Male and female rabbits were subjected to a repeated dose of either 0.5 or 2.5 ml/kg body weight isooctanol. Undiluted control and test material were applied to intact skin of the animals once daily for a total of 10 applications with a 1 day rest period between the first and second applications, and a 2 day rest period between the third and fourth and eighth and ninth applications.
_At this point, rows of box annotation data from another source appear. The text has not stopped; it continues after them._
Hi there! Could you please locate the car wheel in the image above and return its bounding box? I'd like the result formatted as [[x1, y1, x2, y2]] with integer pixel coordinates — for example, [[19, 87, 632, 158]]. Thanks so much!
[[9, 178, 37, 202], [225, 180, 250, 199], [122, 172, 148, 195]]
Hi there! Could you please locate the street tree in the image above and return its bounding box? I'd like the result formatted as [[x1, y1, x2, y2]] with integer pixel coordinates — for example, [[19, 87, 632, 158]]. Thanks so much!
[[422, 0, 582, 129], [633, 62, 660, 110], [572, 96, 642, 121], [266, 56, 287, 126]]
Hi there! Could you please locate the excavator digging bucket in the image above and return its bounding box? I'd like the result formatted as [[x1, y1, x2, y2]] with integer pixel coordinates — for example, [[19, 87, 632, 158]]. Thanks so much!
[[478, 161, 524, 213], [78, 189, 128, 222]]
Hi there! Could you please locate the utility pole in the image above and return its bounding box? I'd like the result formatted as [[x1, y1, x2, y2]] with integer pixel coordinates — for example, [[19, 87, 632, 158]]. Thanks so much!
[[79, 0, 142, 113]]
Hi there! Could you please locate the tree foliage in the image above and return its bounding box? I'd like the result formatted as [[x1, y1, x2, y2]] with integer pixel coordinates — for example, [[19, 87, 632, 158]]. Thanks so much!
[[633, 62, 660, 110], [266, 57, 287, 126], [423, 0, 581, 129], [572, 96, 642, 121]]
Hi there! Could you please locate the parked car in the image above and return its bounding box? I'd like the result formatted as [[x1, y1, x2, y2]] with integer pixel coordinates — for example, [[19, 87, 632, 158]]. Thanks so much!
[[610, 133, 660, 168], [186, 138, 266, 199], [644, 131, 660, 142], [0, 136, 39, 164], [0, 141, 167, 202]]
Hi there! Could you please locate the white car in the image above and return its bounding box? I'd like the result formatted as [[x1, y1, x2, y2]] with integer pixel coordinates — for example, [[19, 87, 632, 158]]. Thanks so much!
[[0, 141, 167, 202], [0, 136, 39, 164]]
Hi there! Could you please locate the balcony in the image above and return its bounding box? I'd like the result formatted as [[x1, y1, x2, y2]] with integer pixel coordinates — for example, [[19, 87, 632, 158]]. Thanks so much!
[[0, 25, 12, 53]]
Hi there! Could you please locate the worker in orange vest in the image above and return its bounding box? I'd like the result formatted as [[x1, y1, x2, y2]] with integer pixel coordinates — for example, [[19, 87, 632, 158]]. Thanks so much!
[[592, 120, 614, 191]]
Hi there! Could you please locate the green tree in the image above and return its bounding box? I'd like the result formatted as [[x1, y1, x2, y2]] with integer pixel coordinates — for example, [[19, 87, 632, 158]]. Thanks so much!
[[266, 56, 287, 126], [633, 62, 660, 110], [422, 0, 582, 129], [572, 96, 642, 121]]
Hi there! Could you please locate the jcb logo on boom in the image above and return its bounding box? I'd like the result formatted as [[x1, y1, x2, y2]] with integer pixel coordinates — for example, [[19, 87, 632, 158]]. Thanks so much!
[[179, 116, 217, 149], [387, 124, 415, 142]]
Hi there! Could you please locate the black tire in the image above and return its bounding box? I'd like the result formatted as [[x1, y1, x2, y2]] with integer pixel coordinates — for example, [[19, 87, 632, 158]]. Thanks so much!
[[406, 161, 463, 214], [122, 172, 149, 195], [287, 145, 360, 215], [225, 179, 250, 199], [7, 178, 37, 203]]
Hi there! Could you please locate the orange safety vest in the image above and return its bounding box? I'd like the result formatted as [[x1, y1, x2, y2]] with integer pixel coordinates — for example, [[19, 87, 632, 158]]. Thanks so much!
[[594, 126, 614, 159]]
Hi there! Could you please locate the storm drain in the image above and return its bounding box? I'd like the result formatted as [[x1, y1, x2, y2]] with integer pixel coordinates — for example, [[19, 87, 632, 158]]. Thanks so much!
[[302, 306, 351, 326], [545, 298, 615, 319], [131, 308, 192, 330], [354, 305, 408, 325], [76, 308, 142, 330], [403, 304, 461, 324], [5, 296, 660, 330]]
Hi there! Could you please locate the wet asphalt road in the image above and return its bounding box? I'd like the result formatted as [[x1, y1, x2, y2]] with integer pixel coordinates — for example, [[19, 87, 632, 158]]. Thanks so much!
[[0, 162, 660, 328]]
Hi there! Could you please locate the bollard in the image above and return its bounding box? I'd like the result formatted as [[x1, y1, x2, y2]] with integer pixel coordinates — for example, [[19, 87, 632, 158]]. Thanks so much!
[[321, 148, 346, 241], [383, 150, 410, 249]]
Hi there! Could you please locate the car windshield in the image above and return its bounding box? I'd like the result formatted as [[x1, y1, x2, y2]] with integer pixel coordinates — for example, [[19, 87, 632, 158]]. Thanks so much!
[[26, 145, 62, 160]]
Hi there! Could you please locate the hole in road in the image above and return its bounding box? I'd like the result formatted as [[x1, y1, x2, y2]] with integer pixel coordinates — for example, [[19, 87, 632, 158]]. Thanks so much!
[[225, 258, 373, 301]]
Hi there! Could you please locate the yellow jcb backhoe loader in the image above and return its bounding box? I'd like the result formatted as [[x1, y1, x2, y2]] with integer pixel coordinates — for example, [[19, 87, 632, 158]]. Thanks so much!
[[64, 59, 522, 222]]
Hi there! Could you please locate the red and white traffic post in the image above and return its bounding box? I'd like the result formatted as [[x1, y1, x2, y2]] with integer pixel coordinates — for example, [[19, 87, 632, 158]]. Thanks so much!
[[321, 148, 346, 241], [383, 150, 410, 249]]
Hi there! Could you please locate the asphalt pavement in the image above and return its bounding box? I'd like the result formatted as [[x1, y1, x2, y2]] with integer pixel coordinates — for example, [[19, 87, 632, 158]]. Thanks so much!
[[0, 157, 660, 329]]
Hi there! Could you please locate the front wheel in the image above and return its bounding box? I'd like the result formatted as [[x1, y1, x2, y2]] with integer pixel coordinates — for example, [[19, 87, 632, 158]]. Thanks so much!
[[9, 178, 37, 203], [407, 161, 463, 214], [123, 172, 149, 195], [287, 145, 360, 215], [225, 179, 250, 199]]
Repeated applications of isooctanol produced moderate or marked degree of dermal irritation. The irritation was characterized by slight or moderate erythema, slight or moderate edema, and slight to marked atonia and desquamation. In addition, two of the low level animals showed slight necrosis, and all of the high level animals showed fissuring and a coriaceous condition of the skin. There were no adverse systemic effects noted.

 

Inhalation

No data signs of toxicity were observed in rats inhaling 180 ppm isooctanol (maximal achievable concentration) 6 hours/day for 13 days (Gage, 1970). No maternal toxicity was seen after inhalation for 19 days of near saturated vapor concentrations of 840 ppm 1-hexanol, 200 ppm 2-EH, 65 ppm 1-octanol, 25 ppm 1-nonanol, or 15 ppm 1-decanol in a developmental toxicity study using pregnant rats (Nelson et al., 1990).

Justification for classification or non-classification

No classification for repeated dose toxicity is indicated according to the general classification and labeling requirements for dangerous substances and preparations (Directive 67-548-EEC) or the classification, labeling and packaging (CLP) regulation (EC) No 1272/2008.